While there is still a lot of skeptical noise about turning a buzz word into real commercial success, it’s undeniable that the idea of customizeable therapy is gaining steam. HHS Secretary Michael Leavitt has made personalized medicine an agenda priority. Here is what he said during the Personalized Medicine Coalition’s annual meeting last March:
“It’s clear to me, and to many others in government and throughout the health care enterprise, that we’re on the threshold of a new era made possible by phenomenal leaps forward in two areas: first, new discoveries in bioscience, especially human genomics; and second, new tools in the computer age – meaning health information technology. These great leaps will enable us to give better care to all patients – by targeting the unique biology of every patient.”
HHS also issued a comprehensive report on the opportunities of personalized medicine last year to kick start the initiative. To read the full report, click here.
One thing I’ve found interesting is that a number of personalized medicine proponents are also comparative effectiveness proponents. Kind of odd since the two ideas are diametrically opposite each other. One looks at having the right medicine for the right patient while the other looks at comparing one therapy to another as they relate to a broad population and typically assigning a value to that comparison.

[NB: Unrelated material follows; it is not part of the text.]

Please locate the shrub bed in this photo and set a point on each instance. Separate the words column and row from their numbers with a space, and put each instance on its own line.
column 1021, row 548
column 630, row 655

Right? If you can better explain the relationship, click here to email me and I’ll blog about your response(s).
Kennedy mentioned comparative effectiveness as a tool in the health care debate but it was hardly a ringing endorsement. “If we’re going to have a debate about health care cost issues are going to be front and center,” but said “it’s not enough to analyze one treatment for another.” He discussed regional disparities in cost for care, something Congressional Budget Office director Peter Orzag often cites on his personal campaign for a comparative effectiveness infrastructure.
It’s a funny scene seeing Ted Kennedy, arguably the drug industry’s most vocal critic in Congress over the course of the last 30-some years, standing up in front of an AstraZeneca banner essentially saying ‘we’re here to solve America’s health problems together.’ And it’s not just paying lip service. Kennedy is putting words into action by providing a roadmap for the drug industry to get more of their drugs approved at FDA with provisions in the FDA Amendments Act, as well as serving as a driving force for a fair and balanced approach to follow-on biologics.
He's not done either: "I'm committed to enacting genuine health care reform in the coming year."